There was an earlier rollover involving an officer, but "I don't think there were any injuries there," said Godsey, who did not know when that accident occurred.
According to HPD, of officers' 1,264 subsidized police vehicles, 716 , or 56 percent, are SUVs.
"We're not changing anything," Godsey said. "The vehicles meet our qualifications and specifications."
The National Highway Transportation Safety Administration says SUVs have a higher likelihood of rolling over because of their higher center of gravity. Its Web site states: "Many rollovers occur when drivers overcorrect their steering as a panic reaction to an emergency or to a wheel going off the pavement's edge. At highway speeds, overcorrecting or excessive steering can cause the driver to lose control, which can force the vehicle to slide sideways and roll over."
Police said they reviewed a 2003 NHTSA report that shows that people in SUVs were nearly 11 percent more likely to die in an accident than people in cars.
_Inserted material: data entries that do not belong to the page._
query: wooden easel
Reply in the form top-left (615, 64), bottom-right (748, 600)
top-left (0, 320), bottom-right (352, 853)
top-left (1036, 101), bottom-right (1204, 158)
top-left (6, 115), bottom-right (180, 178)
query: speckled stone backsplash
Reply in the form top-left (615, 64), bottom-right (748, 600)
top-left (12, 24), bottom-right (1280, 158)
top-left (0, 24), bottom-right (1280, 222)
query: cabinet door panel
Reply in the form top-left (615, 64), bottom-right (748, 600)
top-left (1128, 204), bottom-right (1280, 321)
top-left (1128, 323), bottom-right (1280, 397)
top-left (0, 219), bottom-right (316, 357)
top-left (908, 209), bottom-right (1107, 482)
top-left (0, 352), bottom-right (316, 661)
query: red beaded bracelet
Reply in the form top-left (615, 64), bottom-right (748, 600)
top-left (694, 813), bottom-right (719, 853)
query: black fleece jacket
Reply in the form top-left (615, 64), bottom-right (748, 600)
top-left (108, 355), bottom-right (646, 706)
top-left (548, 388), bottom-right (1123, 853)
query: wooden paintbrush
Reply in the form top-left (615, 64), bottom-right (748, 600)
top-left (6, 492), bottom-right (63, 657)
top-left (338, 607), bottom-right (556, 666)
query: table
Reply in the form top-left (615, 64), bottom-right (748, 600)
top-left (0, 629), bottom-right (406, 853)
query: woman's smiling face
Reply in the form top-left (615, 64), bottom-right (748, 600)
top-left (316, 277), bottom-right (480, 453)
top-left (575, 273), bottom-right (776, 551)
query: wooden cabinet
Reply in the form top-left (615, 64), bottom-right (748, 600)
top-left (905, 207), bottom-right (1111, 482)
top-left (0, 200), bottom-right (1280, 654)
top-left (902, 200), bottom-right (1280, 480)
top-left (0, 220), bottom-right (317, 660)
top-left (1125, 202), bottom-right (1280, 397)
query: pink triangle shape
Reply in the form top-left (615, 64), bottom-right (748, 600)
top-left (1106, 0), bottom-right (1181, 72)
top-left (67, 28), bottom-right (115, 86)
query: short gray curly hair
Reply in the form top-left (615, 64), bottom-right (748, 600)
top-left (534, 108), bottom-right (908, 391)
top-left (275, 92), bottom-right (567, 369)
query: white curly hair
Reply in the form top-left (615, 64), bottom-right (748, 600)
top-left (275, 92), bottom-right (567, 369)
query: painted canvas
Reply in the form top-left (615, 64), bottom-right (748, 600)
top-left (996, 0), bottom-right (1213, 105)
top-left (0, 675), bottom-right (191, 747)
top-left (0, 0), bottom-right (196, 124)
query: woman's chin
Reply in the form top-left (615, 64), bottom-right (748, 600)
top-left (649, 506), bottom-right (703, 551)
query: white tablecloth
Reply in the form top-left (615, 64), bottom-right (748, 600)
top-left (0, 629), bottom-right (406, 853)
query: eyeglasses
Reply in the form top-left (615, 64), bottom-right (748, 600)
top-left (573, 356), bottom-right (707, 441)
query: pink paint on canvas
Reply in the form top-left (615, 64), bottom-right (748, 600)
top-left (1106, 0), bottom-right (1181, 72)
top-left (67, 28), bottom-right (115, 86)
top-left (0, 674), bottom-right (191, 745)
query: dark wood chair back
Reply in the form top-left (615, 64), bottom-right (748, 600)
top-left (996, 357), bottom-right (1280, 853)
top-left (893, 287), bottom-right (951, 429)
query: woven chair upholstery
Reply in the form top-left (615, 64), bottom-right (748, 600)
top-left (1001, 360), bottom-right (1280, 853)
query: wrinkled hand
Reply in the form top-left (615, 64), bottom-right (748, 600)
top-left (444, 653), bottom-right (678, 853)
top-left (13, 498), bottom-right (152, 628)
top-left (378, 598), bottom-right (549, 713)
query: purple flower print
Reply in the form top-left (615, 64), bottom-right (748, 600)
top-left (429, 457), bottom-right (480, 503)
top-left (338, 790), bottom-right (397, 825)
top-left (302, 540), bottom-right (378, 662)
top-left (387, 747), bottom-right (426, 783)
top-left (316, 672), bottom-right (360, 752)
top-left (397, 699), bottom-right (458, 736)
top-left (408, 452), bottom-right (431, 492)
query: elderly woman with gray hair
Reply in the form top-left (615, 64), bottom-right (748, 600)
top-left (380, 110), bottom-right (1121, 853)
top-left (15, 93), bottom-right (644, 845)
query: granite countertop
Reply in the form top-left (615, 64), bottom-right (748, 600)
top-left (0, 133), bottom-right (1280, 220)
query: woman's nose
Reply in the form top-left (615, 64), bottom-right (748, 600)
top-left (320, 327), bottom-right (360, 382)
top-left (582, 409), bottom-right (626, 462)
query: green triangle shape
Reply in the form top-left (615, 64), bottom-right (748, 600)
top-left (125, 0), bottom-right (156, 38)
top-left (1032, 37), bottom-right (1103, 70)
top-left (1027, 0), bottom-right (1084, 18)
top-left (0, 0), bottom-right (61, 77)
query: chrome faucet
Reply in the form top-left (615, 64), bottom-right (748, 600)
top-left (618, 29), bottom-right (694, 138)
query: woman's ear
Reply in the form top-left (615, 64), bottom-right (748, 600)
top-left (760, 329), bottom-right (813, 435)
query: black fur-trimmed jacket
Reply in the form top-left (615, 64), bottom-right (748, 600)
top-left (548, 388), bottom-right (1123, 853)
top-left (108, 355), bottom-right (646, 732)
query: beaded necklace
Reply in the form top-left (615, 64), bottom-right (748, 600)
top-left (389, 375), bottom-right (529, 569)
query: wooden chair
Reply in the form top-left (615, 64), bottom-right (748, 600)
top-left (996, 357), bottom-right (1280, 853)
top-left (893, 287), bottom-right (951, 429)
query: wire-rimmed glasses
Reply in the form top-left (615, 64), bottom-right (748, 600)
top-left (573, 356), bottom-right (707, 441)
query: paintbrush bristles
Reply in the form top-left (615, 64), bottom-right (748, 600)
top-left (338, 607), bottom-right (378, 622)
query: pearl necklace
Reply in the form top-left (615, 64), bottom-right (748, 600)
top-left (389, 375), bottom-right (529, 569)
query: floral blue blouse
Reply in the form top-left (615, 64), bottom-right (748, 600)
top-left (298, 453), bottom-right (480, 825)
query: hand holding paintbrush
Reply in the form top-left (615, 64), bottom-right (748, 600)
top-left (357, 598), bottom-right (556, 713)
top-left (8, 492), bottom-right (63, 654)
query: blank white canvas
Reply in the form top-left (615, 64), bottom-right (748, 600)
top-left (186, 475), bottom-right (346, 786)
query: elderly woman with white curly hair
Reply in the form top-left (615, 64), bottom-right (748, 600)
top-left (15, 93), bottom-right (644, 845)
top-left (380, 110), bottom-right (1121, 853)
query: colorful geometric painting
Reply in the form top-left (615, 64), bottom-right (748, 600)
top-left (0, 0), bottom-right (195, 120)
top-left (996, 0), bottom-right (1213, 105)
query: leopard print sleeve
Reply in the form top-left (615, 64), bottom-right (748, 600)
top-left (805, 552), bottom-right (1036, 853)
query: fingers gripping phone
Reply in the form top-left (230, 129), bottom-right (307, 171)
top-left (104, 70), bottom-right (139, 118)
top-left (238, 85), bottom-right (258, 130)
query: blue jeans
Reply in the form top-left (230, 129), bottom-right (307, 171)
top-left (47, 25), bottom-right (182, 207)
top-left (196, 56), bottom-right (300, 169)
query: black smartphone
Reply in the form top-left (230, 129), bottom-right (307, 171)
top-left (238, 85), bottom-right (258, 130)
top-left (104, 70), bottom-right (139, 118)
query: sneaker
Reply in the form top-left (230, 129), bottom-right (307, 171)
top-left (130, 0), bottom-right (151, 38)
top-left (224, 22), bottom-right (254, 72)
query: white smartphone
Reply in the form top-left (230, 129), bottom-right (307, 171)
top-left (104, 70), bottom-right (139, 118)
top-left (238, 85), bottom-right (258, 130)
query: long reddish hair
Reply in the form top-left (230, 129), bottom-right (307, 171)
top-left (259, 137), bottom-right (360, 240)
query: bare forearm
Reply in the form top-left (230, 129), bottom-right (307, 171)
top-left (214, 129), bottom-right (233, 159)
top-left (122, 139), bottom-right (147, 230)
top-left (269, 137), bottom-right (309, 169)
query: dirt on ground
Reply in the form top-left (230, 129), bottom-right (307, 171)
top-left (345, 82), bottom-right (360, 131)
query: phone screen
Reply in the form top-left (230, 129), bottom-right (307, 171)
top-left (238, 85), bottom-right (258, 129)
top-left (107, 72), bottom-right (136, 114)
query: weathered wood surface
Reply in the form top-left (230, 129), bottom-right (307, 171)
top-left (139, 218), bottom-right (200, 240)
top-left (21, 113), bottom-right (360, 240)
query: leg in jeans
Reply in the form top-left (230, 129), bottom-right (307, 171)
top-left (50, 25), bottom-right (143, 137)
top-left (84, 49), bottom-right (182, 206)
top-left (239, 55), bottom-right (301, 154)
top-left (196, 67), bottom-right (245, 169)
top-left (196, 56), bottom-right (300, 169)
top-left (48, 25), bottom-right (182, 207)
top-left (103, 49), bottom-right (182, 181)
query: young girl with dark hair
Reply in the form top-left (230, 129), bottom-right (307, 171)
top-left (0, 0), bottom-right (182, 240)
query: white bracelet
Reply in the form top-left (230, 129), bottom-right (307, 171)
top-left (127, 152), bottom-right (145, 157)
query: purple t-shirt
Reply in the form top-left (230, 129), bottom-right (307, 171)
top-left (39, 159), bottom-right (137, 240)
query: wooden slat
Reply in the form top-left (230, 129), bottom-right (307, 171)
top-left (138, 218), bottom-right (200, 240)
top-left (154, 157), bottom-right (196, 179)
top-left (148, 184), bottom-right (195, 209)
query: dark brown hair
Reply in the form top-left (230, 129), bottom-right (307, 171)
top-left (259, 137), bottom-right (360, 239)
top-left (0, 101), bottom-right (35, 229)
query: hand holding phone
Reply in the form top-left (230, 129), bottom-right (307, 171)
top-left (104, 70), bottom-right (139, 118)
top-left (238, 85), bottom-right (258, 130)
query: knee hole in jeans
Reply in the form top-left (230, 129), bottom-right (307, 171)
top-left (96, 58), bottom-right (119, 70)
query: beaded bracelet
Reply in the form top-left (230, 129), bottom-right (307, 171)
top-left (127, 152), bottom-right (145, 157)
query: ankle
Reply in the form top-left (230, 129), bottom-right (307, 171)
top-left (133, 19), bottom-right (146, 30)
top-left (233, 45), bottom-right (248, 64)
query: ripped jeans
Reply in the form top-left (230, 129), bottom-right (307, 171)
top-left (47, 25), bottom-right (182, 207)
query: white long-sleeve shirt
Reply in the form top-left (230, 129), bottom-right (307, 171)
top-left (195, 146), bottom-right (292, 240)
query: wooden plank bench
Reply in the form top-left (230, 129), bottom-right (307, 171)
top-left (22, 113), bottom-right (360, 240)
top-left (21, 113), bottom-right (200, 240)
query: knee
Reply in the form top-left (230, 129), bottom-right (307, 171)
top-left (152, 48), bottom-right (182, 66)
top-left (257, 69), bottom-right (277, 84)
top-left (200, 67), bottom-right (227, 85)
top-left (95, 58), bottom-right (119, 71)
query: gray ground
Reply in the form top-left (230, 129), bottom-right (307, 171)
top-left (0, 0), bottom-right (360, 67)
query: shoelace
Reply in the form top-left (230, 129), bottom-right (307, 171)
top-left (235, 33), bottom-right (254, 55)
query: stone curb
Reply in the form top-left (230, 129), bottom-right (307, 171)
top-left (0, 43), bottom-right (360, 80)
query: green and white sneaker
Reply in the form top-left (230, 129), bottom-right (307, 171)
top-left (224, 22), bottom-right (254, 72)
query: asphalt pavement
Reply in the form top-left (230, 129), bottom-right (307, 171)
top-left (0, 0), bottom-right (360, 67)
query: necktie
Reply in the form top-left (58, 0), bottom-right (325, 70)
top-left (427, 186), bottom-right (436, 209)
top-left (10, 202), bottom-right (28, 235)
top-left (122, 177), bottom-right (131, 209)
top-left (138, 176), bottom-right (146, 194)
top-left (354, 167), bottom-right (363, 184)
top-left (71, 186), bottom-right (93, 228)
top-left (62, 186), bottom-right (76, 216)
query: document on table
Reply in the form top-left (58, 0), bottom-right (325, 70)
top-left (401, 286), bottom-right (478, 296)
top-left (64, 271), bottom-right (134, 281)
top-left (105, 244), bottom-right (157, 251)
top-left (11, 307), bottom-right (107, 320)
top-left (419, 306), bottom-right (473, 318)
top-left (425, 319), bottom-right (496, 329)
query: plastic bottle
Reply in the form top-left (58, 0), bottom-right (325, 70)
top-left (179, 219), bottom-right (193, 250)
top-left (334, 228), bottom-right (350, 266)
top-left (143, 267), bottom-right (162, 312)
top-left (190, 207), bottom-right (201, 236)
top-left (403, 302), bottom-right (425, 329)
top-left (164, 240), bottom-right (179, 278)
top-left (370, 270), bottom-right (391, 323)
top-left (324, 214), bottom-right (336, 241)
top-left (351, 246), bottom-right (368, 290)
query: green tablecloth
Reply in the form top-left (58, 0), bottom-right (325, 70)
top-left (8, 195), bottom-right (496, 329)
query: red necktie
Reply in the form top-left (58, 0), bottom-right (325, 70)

And police said they would make sure that their officers are aware of those statistics so that they can make their own decisions.
"It also says that in 75 percent of the deaths in rollover crashes, the occupants who died were not wearing seat belts," Godsey said. "In rollover crashes there's a tendency for occupants who aren't wearing seat belts to be ejected from the vehicle.
"I don't think we can dispute any of that."
Godsey said it appears that Veal was not wearing a seat belt, while Bailey was wearing one.
"Part of our policy and procedures is that we do wear our seat belts," he said.
Both the Bailey and Veal crashes are under investigation. Police have arrested a 22-year-old man for suspicion of drunken driving in the Bailey case.